If I were to describe a song about an intergalactic time war, one with lyrics like: “Where in the hell are the rest of your fellow 101 Lightborne Elite? Stormed in the New Highland Light Infantry”, what genre would you think it was? You’d almost certainly visualise an epic power metal banger stuffed with solos, sky-scraping vocals and riffs for the day. Well, you’d at least be right about the sky-scraping vocals part. This is no Bruce Dickinson, though. Instead, the unmistakable soprano of Joanna Newsom leads this gentle, plaintive chamber-folk number.

Sure, it’s out of the leftfield, but that’s the definition of Newsom’s career. This is a woman who became one of the leading lights of 21st-century folk music by playing the harp and singing like an adorable cartoon frog, and those are arguably the least esoteric parts of her music career. Not for nothing does her debut album, The Milk-Eyed Mender, contain lyrics such as, “Catenaries and dirigibles/ Brace and buoy the living room/ A loom of metal, warp-woof-wimble/ And a thimblesworth of milky moon”.

Yet, making a song like the ‘Waltz of the 101st Lightborne’ is out there, even for her. Especially when, despite the song featuring on a concept album, the rest of the album has nothing to do with the story of a time-bending colonial war folding in on itself. The album, as Newsome explained to Uncut, was inspired by how her (at the time) recent marriage had invited death into her life: “Because there is someone you can’t bear to lose. When it registers as true, it’s like a little shade of grief comes in when love is its most real version. Then it contains death inside of it, and then that death contains love inside of it.”

Infusing an epic like ‘…101st’ into a single song is a bold move, but so is undertaking world tours with a harp, and this unique singer-songwriter does both with ease. The song itself is less about any particular battle contested by the titular squadron because Newsom casts herself as one of their sweethearts in the ballad, waiting for her beloved to return.
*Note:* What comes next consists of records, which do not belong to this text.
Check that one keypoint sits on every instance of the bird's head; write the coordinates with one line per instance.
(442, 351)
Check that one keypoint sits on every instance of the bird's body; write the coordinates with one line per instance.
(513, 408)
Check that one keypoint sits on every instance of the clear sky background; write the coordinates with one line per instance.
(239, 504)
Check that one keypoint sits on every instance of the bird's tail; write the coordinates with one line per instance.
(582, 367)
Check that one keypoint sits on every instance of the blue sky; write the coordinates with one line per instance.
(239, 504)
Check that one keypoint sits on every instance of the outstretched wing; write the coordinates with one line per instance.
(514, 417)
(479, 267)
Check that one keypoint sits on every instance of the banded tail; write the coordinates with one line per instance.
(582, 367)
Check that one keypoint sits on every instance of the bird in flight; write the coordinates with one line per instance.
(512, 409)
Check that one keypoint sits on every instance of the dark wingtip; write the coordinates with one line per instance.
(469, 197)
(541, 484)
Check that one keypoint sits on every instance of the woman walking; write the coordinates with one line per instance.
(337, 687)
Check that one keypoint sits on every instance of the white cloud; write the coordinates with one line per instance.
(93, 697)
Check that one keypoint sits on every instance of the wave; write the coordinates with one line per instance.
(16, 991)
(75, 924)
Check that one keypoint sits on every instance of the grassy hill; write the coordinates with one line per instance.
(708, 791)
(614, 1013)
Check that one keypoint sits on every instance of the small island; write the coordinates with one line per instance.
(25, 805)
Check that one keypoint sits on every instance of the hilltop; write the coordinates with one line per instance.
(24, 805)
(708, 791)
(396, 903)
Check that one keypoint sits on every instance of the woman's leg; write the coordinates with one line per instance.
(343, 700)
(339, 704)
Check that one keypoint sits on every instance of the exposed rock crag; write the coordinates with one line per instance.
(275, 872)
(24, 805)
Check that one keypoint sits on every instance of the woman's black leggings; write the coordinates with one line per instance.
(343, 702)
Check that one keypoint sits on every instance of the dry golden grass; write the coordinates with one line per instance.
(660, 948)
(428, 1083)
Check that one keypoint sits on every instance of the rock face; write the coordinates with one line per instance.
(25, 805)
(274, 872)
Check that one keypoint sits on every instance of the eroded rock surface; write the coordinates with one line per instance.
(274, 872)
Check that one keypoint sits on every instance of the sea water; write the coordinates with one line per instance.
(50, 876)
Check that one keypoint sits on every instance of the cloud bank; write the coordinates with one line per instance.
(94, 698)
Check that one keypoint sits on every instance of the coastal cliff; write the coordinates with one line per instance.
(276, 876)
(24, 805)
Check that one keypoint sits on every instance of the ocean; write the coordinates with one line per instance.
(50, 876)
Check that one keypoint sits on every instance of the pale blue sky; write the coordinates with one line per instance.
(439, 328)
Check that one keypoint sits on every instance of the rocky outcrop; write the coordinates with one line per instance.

However, the war has become something cosmic, and her love will not return, not due to death, but a fate much worse.

This war never can end: “When I woke, he was gone and the war had begun / In eternal return and repeat… Make it stop, my love / We were wrong to try / Never saw what we could unravel in travelling light / Nor how the trip debrides Like a stack of slides / All we saw was that time is taller than space is wide.” These concepts are headier and more involved than most sci-fi novels, but Newsom thankfully elaborates on this in a conversation with The Fader.

Discussing the record, she says, “With ‘Waltz of the 101st Lightborne’, I’m contrasting this British Isles sea shanty with a narrative in which I’m talking about colonising alternate iterations of the terrestrial position in the multiverse. Colonizing time sideways, front and back, travelling in four directions through time.”

This unearths what the song is actually about, which is the sheer terror of finding the person you love with a voice at the back of your mind telling you that your time will be up one day. Like some inversion of a wartime bride, waiting in agony not for your love to come home but for the inevitable moment when your happiness dissipates.